Cyclic ratio data

[From Bruce Abbott (950726.1230 EST)]

Bill Powers (950726.0545 MDT) --
    Bruce Abbott (950725.2110 EST)

    I still get an uncomfortable feeling that you do not quite follow
    my line of thinking yet on these cyclic-ratio data.

I follow it, all right, but I believe you are making some conceptual
errors. Maybe I am -- but maybe, too, you are.

    If we take the inverse of the reinforcement rates and convert, we
    get seconds per reinforcement.

That is certainly true.

    This is the average time required to complete one reinforcement
    "cycle": complete each response, collect the pellet, and return to
    the lever.

Again, true and understood.

    This number is NOT, repeat NOT b/m.

Right: it is m/b. The reinforcement rate is always exactly the behavior
rate divided by the ratio; the time per reinforcement is always exactly
the ratio divided by the behavior rate, which gives 1/r.

Sorry, I was thinking about the original conversion you insist on making.
Because, on the ratio schedule, b/m = reinforcement rate, you for some
reason that baffles me want to insist that we should substitute 1/ (b/m) for
1/r, which gives m/b. This implies that at FR-0 (m = 0, no responses
required), b should be zero, which is true if b is lever-pressing. But if r
= b/m, r should also be zero. In fact, under these conditions the rat is
happily collecting reinforcers at the rate of about one every 5.5 seconds.

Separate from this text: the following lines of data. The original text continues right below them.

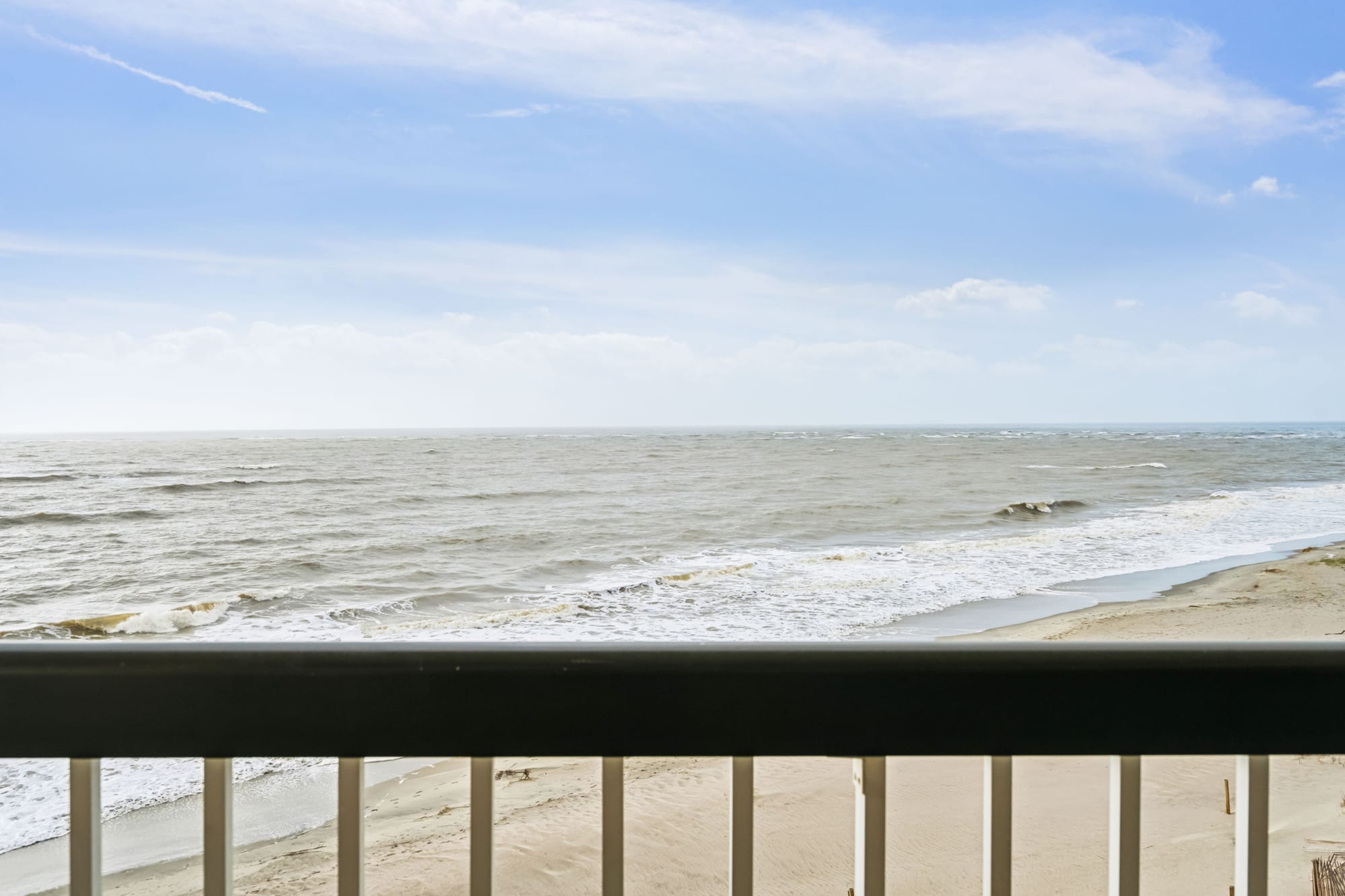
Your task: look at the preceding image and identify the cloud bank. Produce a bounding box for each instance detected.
[10,0,1313,152]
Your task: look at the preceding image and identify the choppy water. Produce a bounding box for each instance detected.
[0,425,1345,850]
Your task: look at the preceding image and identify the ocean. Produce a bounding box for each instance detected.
[0,423,1345,852]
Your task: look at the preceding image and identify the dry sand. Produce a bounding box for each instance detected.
[36,546,1345,896]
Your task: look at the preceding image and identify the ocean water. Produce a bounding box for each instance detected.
[0,423,1345,852]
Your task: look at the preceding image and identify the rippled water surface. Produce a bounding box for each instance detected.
[0,425,1345,639]
[0,425,1345,852]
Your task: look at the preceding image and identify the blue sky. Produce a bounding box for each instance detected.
[0,0,1345,432]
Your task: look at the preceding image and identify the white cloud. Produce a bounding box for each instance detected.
[1037,335,1275,376]
[897,277,1050,316]
[1248,175,1294,199]
[0,323,976,432]
[475,102,564,118]
[7,0,1314,151]
[0,233,947,323]
[26,28,266,113]
[1228,289,1317,324]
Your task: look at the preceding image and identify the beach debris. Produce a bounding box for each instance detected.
[1313,853,1345,896]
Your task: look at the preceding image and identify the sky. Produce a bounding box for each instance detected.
[0,0,1345,432]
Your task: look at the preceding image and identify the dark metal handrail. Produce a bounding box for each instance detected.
[0,642,1345,758]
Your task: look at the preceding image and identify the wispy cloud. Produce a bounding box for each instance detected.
[1228,289,1317,324]
[897,277,1050,316]
[5,0,1318,153]
[26,27,266,113]
[1248,175,1295,199]
[472,102,565,118]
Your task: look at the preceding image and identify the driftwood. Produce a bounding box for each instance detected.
[1313,853,1345,896]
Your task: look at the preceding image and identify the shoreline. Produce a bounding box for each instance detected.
[10,537,1345,896]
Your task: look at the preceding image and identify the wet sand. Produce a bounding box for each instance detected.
[29,545,1345,896]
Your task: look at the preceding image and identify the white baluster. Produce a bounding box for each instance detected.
[467,756,495,896]
[729,756,756,896]
[1107,756,1141,896]
[603,756,625,896]
[981,756,1013,896]
[200,759,234,896]
[1233,756,1270,896]
[854,756,888,896]
[336,758,364,896]
[70,759,102,896]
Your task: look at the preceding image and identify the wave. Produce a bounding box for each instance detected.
[144,479,352,495]
[452,489,581,501]
[0,510,163,529]
[0,474,77,483]
[362,603,599,635]
[995,501,1088,520]
[654,564,756,585]
[1022,460,1167,470]
[0,589,280,637]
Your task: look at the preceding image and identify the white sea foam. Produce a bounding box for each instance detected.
[0,425,1345,849]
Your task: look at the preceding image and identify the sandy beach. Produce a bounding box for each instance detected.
[29,545,1345,896]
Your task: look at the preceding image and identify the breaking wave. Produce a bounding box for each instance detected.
[362,603,599,635]
[144,479,366,495]
[0,510,163,529]
[1022,462,1167,470]
[0,592,285,638]
[995,501,1088,520]
[0,474,75,483]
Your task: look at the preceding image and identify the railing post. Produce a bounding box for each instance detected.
[981,756,1013,896]
[1233,756,1270,896]
[729,756,756,896]
[467,756,495,896]
[200,759,234,896]
[336,756,364,896]
[603,756,625,896]
[854,756,888,896]
[70,759,102,896]
[1107,756,1141,896]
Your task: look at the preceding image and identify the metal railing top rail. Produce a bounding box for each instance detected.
[0,642,1345,758]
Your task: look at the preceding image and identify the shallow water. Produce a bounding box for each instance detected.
[0,423,1345,850]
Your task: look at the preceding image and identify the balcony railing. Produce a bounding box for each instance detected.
[0,643,1345,896]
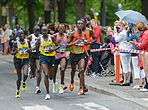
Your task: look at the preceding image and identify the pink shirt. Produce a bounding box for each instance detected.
[93,26,101,44]
[55,33,67,59]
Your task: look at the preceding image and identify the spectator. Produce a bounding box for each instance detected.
[130,22,148,92]
[4,24,11,54]
[115,21,131,86]
[90,19,101,77]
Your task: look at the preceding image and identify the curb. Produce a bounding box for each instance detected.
[0,58,148,109]
[62,77,148,109]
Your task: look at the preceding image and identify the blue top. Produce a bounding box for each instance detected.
[127,32,140,56]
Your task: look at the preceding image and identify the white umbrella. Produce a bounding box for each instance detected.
[115,10,148,24]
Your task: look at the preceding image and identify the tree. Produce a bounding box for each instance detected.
[57,0,66,23]
[141,0,148,19]
[44,0,54,23]
[73,0,86,20]
[26,0,35,33]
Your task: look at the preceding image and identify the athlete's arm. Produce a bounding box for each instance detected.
[66,33,80,47]
[89,31,97,44]
[35,39,41,50]
[11,42,18,55]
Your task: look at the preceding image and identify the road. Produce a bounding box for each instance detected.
[0,60,147,110]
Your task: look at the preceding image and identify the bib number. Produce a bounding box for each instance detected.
[44,45,52,53]
[19,47,28,55]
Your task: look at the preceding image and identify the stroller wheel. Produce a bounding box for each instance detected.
[110,71,115,76]
[101,70,107,77]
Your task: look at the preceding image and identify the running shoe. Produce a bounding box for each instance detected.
[133,85,140,89]
[140,88,148,92]
[52,83,57,93]
[35,87,41,94]
[15,92,21,98]
[59,85,64,94]
[45,94,50,100]
[78,89,85,95]
[69,83,74,91]
[22,83,26,91]
[62,84,67,90]
[83,86,88,92]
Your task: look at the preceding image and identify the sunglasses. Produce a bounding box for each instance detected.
[59,27,65,30]
[77,23,83,24]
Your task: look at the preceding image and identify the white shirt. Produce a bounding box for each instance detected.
[115,29,132,49]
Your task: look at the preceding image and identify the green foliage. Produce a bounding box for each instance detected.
[1,0,141,28]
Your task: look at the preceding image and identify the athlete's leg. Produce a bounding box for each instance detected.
[60,58,66,84]
[30,61,36,78]
[22,64,28,82]
[41,64,49,94]
[35,60,41,87]
[71,65,76,83]
[53,64,58,83]
[16,69,22,91]
[78,59,85,87]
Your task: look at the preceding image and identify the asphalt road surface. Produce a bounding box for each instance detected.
[0,60,147,110]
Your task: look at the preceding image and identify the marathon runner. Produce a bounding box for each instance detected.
[36,26,59,100]
[53,24,67,94]
[68,20,88,95]
[27,25,42,93]
[12,30,29,98]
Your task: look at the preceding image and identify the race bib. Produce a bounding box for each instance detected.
[31,44,36,52]
[44,45,52,53]
[19,47,28,55]
[76,39,84,47]
[57,45,66,53]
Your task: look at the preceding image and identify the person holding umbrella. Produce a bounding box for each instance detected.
[130,22,148,92]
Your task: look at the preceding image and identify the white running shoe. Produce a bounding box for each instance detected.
[35,87,41,94]
[133,85,140,89]
[140,88,148,92]
[59,85,64,94]
[45,94,50,100]
[52,83,57,93]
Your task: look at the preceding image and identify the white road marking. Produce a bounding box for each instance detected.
[23,105,53,110]
[141,98,148,101]
[71,102,110,110]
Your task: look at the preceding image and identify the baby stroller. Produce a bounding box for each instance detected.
[86,42,115,77]
[99,50,115,77]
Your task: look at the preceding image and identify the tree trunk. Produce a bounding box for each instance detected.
[44,11,51,24]
[9,5,16,28]
[100,0,106,26]
[26,0,35,33]
[141,0,148,19]
[57,0,66,23]
[44,0,53,24]
[73,0,86,20]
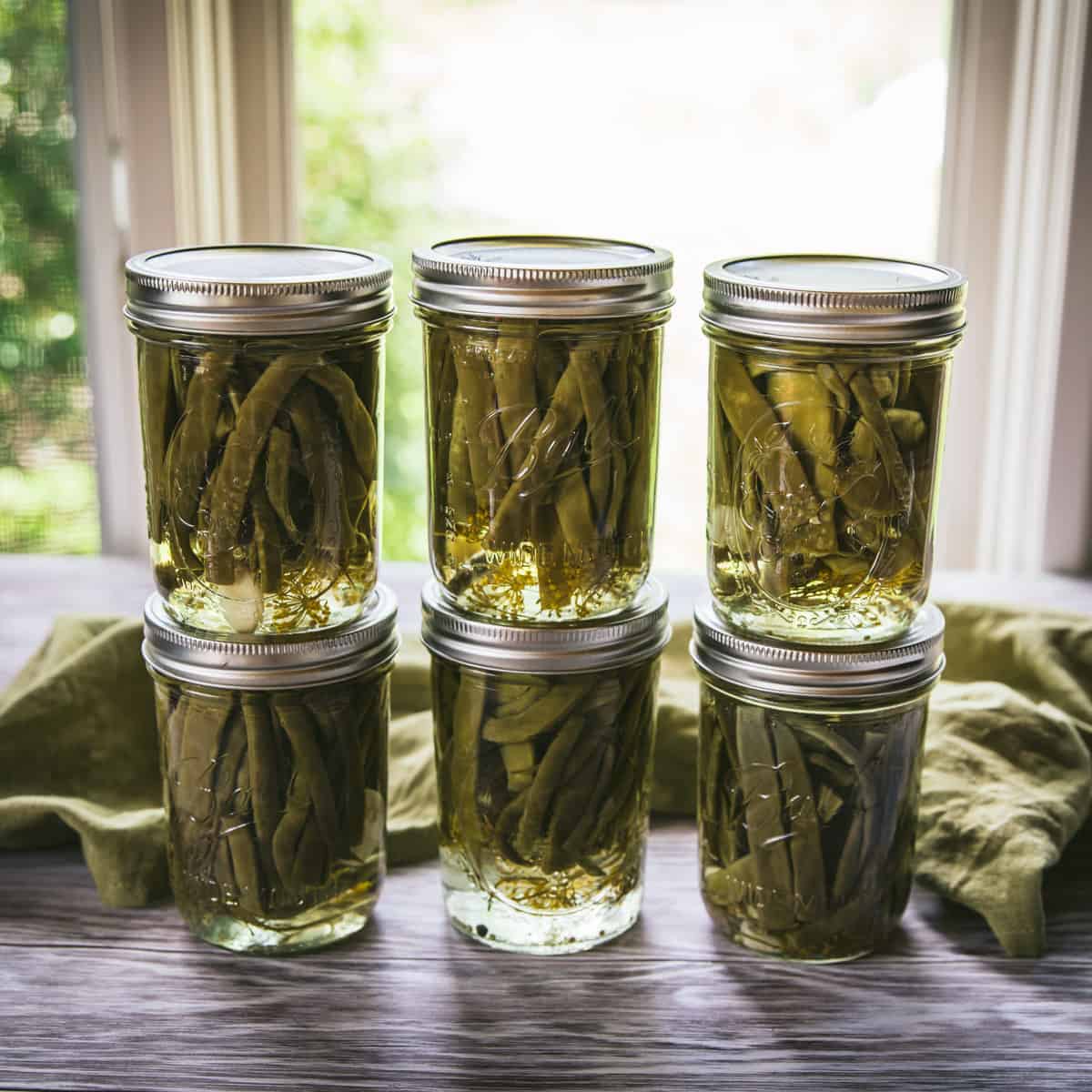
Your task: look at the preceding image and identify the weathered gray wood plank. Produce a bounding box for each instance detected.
[0,823,1092,1090]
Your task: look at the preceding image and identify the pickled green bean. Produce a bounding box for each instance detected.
[698,686,925,961]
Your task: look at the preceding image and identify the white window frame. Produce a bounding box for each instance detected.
[70,0,1092,574]
[937,0,1092,577]
[69,0,296,556]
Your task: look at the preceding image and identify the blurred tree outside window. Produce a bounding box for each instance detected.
[295,0,951,571]
[0,0,99,553]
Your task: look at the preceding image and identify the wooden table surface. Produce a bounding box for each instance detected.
[0,558,1092,1092]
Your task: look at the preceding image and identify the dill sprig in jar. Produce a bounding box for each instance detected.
[126,238,394,633]
[690,604,945,962]
[703,255,966,645]
[143,584,399,955]
[413,236,672,622]
[421,581,671,954]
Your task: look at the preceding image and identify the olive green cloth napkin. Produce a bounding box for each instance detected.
[0,604,1092,956]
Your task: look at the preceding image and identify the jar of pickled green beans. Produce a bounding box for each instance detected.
[144,584,399,955]
[413,237,672,622]
[690,604,945,963]
[703,255,966,645]
[126,246,393,633]
[421,582,671,955]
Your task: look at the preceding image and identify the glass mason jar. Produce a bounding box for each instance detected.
[144,584,399,955]
[690,604,945,963]
[414,237,672,622]
[703,256,966,645]
[421,582,671,955]
[126,246,393,633]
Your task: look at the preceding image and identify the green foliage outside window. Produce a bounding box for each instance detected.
[295,0,454,561]
[0,0,98,552]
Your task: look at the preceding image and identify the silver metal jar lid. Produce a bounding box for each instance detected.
[125,246,394,334]
[420,580,672,675]
[690,601,945,700]
[413,235,675,318]
[701,255,966,344]
[141,584,399,690]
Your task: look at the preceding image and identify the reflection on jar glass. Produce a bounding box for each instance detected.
[146,592,398,955]
[422,585,668,954]
[414,237,672,621]
[126,247,391,633]
[703,257,966,644]
[693,606,944,962]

As I managed to demonstrate above, I can get confused, and as you noted, so
can you; we're only human. About the logic of substituting m/b for r in my
graph, it's your turn to be confused. The problem with your substitution is
with the equation r = b/m. It doesn't apply here. I demonstrate this
mathematically below.

Let s = seconds per reinforcement,
      m = responses required per reinforcement (the ratio),
      L = seconds per lever-press, and
      c = seconds to collect food.
      r = reinforcement rate in rft/sec
      b = response rate in rsp/sec

Now, the following is apparent:

(1) s = mL + c

That is, seconds required to collect a reinforcer equals the number of
required responses times the number of seconds per response plus the number
of seconds to collect the reinforcer. The inverse of this is the
reinforcement rate:

(2) r = 1/(mL + c)

But

(3) b = 1/L

thus

(4) r = 1/(m/b + c) = (b + c/m)/m

Yet you wish to represent

(5) r = b/m

This leads to a contradiction, since this implies that

(6) b = b + c/m

which is decidedly untrue.

The problem is that you have confused average behavior rate, which includes
collection time, with lever-pressing rate, which does not.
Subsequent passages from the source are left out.